The DevOps AI Agent is a tool designed to assist with log analysis using advanced language models. It integrates with GitHub to fetch workflow logs, analyze them, and provide concise summaries or error information. The project leverages the LlamaIndex library for embedding and querying log data.
In modern software development, continuous integration and continuous deployment (CI/CD) pipelines are essential for ensuring code quality and rapid delivery. However, managing and analyzing the logs generated by these pipelines can be a daunting task. Logs often contain a vast amount of information, making it challenging to quickly identify issues, understand their root causes, and take corrective actions.
- Log Overload: CI/CD pipelines generate extensive logs that can be overwhelming to sift through manually.

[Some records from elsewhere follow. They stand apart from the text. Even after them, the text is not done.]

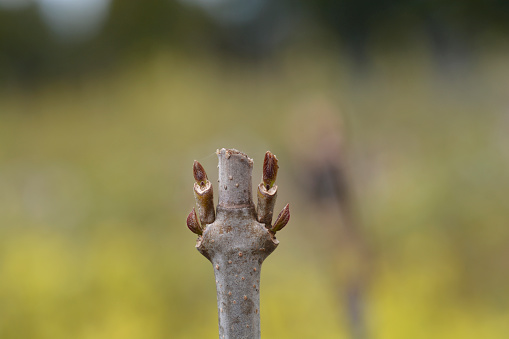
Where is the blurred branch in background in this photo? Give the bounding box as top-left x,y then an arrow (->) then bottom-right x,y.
0,0 -> 509,339
288,96 -> 373,339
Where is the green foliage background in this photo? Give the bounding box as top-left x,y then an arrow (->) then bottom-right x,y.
0,28 -> 509,339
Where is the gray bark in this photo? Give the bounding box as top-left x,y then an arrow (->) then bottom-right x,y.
196,148 -> 279,339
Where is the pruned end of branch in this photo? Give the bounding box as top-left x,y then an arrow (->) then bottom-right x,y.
187,208 -> 203,235
193,160 -> 208,187
270,204 -> 290,233
262,151 -> 279,191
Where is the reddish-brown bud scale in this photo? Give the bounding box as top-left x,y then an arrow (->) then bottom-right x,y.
271,204 -> 290,233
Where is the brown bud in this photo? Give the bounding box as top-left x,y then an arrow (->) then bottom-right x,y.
193,160 -> 208,186
187,207 -> 203,235
263,151 -> 279,191
271,204 -> 290,233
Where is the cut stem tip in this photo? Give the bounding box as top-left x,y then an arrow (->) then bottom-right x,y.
187,207 -> 203,235
262,151 -> 279,191
193,160 -> 208,187
271,204 -> 290,233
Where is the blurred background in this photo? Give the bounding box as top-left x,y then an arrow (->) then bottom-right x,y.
0,0 -> 509,339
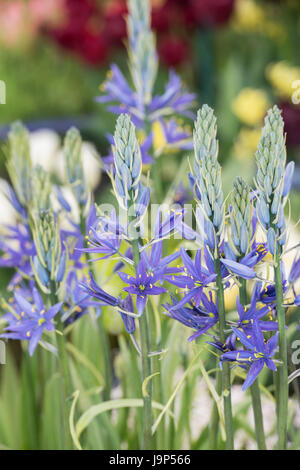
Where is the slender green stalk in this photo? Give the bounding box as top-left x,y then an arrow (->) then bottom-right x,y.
50,283 -> 73,449
239,278 -> 266,450
148,301 -> 166,450
215,258 -> 234,450
152,155 -> 163,204
275,244 -> 289,450
132,240 -> 152,450
209,368 -> 222,450
80,211 -> 112,400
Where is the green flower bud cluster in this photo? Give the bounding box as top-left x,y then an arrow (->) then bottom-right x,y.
64,127 -> 88,206
194,105 -> 225,233
7,122 -> 32,207
228,176 -> 254,256
127,0 -> 158,106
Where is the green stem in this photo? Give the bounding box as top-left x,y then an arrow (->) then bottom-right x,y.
152,155 -> 163,204
275,244 -> 289,450
79,206 -> 112,400
50,282 -> 73,449
132,240 -> 152,450
215,258 -> 234,450
239,278 -> 266,450
209,366 -> 222,450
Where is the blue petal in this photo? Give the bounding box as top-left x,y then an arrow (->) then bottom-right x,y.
242,360 -> 264,390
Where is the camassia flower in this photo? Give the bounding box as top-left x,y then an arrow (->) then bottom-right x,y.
165,247 -> 216,309
96,64 -> 195,128
236,289 -> 278,334
118,259 -> 166,315
163,292 -> 219,341
78,210 -> 125,261
141,240 -> 182,280
78,273 -> 135,334
221,321 -> 278,390
221,244 -> 267,279
0,287 -> 62,356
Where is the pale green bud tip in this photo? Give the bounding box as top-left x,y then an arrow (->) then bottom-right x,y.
7,121 -> 32,206
64,127 -> 82,159
113,114 -> 142,207
194,105 -> 225,231
229,177 -> 252,256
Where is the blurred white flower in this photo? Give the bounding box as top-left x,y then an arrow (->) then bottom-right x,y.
0,178 -> 17,230
55,142 -> 101,191
29,129 -> 60,173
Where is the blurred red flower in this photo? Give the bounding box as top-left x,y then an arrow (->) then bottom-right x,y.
279,101 -> 300,147
184,0 -> 235,27
159,36 -> 189,67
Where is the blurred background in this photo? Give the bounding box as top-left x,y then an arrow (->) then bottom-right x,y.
0,0 -> 300,192
0,0 -> 300,448
0,0 -> 300,294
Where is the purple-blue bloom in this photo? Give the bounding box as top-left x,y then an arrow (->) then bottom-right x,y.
163,292 -> 219,341
165,247 -> 216,309
0,287 -> 62,356
118,259 -> 166,315
221,321 -> 278,390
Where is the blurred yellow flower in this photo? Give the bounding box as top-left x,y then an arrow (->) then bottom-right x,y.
233,128 -> 261,161
232,0 -> 265,32
152,121 -> 167,154
232,88 -> 269,126
266,61 -> 300,99
232,0 -> 286,40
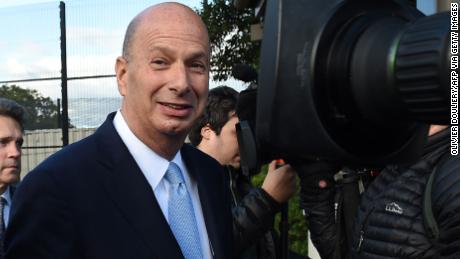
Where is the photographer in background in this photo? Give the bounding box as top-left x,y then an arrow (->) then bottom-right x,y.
189,86 -> 296,259
296,125 -> 460,259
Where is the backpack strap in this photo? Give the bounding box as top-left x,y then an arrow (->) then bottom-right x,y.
423,166 -> 439,242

- Error Identification: Identifying errors and their root causes in logs can be time-consuming and error-prone.
- Contextual Analysis: Understanding the context of errors within the logs requires significant effort and expertise.

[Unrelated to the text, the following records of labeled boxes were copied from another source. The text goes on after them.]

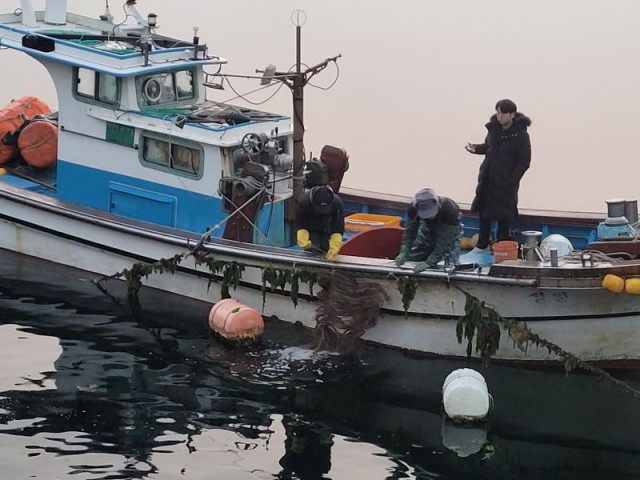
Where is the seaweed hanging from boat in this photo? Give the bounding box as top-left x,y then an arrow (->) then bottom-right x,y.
456,288 -> 640,397
94,248 -> 317,306
315,272 -> 389,353
398,276 -> 418,316
262,266 -> 317,308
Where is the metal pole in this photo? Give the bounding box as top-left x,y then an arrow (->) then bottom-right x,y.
288,25 -> 305,219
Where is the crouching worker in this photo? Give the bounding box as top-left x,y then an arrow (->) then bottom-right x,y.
396,188 -> 462,272
296,185 -> 344,260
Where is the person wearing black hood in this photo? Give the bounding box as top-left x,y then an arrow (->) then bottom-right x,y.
465,99 -> 531,253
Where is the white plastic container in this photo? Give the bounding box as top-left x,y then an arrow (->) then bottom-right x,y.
44,0 -> 67,25
20,0 -> 37,27
442,368 -> 490,422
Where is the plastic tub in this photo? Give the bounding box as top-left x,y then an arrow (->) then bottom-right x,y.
493,240 -> 518,263
344,213 -> 402,232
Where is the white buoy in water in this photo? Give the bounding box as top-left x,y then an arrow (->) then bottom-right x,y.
442,368 -> 490,422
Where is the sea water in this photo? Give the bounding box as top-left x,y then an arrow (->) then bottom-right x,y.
0,253 -> 640,480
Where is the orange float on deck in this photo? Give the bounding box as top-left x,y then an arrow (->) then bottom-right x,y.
209,298 -> 264,342
18,120 -> 58,168
0,96 -> 51,164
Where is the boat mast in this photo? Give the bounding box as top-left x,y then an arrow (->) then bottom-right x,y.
262,10 -> 342,219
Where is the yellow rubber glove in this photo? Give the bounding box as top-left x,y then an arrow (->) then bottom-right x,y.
296,228 -> 311,250
327,233 -> 342,260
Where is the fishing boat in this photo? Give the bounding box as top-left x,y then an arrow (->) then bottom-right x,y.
0,0 -> 640,366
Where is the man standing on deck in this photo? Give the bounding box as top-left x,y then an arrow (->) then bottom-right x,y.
296,185 -> 344,260
465,99 -> 531,253
396,188 -> 462,272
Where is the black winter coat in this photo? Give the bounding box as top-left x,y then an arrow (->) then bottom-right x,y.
471,112 -> 531,222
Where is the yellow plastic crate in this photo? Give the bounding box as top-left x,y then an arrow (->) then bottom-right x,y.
344,213 -> 402,232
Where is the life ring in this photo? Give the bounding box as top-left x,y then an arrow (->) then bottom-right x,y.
142,78 -> 162,102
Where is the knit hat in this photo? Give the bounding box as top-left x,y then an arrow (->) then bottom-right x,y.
413,188 -> 438,220
311,185 -> 334,215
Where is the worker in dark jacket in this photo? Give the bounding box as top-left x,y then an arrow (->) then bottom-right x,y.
396,188 -> 462,272
465,99 -> 531,253
296,185 -> 344,260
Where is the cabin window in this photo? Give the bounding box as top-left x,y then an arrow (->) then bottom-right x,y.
74,68 -> 120,105
136,70 -> 195,107
140,134 -> 203,178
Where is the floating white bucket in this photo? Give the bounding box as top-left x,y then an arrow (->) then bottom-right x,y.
442,368 -> 490,422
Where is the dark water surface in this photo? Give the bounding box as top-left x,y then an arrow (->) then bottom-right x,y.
0,251 -> 640,480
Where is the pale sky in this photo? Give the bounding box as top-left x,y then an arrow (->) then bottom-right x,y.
0,0 -> 640,212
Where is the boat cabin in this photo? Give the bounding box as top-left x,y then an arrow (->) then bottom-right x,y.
0,0 -> 293,246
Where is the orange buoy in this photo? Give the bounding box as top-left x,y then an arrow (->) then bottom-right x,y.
209,298 -> 264,342
18,120 -> 58,168
0,96 -> 51,164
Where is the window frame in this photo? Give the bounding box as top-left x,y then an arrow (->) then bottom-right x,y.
138,130 -> 204,180
73,67 -> 122,108
135,68 -> 198,110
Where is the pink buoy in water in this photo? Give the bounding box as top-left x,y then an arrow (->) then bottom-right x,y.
209,298 -> 264,342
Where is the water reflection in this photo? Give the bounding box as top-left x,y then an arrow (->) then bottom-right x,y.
0,256 -> 640,480
0,297 -> 420,479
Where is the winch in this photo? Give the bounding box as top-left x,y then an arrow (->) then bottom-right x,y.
598,198 -> 638,240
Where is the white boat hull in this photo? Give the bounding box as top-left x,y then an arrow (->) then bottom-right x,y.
0,186 -> 640,363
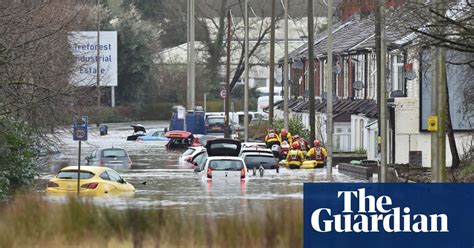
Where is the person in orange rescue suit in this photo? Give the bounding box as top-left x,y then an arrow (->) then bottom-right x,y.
293,134 -> 309,154
279,128 -> 293,145
286,142 -> 304,169
265,129 -> 281,148
306,140 -> 327,162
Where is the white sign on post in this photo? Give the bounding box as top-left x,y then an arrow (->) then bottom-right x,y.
69,31 -> 118,86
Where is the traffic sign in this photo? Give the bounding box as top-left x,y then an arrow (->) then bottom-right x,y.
72,116 -> 89,141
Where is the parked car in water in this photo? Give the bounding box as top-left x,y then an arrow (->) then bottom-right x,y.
240,152 -> 279,170
127,124 -> 146,141
137,128 -> 170,141
195,139 -> 248,181
206,115 -> 235,134
165,130 -> 201,149
86,147 -> 132,170
179,146 -> 206,163
46,166 -> 135,195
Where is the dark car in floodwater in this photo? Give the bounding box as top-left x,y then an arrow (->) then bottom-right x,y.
86,147 -> 132,170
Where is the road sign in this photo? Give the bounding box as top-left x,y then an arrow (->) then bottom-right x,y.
72,116 -> 89,141
428,115 -> 438,132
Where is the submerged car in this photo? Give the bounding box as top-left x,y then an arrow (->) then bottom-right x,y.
136,129 -> 170,141
46,166 -> 135,195
127,124 -> 146,141
195,139 -> 248,181
165,130 -> 201,149
86,147 -> 132,170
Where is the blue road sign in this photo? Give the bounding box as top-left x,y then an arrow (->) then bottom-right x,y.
72,116 -> 89,141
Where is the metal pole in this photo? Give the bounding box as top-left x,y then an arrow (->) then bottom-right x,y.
326,0 -> 334,177
187,0 -> 195,110
432,0 -> 448,182
308,0 -> 316,142
268,0 -> 276,128
244,0 -> 249,142
77,140 -> 82,196
283,0 -> 289,130
379,1 -> 387,182
431,47 -> 439,183
110,86 -> 115,107
96,0 -> 100,126
224,10 -> 232,138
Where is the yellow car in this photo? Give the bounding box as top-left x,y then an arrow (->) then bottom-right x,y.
47,166 -> 135,195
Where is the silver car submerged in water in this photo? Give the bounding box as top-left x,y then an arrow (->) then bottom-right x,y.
86,147 -> 132,170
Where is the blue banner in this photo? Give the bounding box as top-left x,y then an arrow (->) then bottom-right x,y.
304,183 -> 474,248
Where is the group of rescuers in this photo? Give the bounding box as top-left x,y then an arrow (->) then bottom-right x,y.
265,128 -> 327,167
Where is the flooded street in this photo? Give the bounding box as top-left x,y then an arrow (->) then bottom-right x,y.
43,122 -> 361,215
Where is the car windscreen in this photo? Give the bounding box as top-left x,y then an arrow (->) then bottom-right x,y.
57,170 -> 94,179
181,148 -> 196,157
244,155 -> 277,168
209,159 -> 244,171
102,149 -> 127,158
207,118 -> 224,125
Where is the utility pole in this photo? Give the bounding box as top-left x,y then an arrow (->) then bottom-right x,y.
283,0 -> 290,130
96,0 -> 100,126
187,0 -> 195,110
432,0 -> 448,182
308,0 -> 316,142
431,50 -> 439,183
379,0 -> 387,182
244,0 -> 250,142
224,9 -> 232,138
326,0 -> 334,177
268,0 -> 276,128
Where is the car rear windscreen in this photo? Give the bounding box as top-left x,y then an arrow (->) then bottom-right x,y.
182,148 -> 195,156
207,118 -> 224,125
57,170 -> 94,179
209,160 -> 244,171
102,149 -> 127,158
244,155 -> 277,168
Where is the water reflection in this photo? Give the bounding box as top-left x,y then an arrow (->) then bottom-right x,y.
45,123 -> 360,215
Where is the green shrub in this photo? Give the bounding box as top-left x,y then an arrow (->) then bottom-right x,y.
0,118 -> 38,198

- Integration with GitHub: Seamlessly integrating log analysis with GitHub workflows to provide real-time feedback on pull requests and deployments.
The DevOps AI Agent addresses these challenges by:
- Automated Log Analysis: Using advanced language models to automatically analyze logs and extract meaningful insights.
- Error Detection: Quickly identifying errors and their root causes, providing concise summaries and actionable information.
- Contextual Understanding: Leveraging the LlamaIndex library to embed and query log data, enabling contextual analysis.
- GitHub Integration: Integrating with GitHub to fetch workflow logs, analyze them, and provide feedback directly on pull requests and deployments.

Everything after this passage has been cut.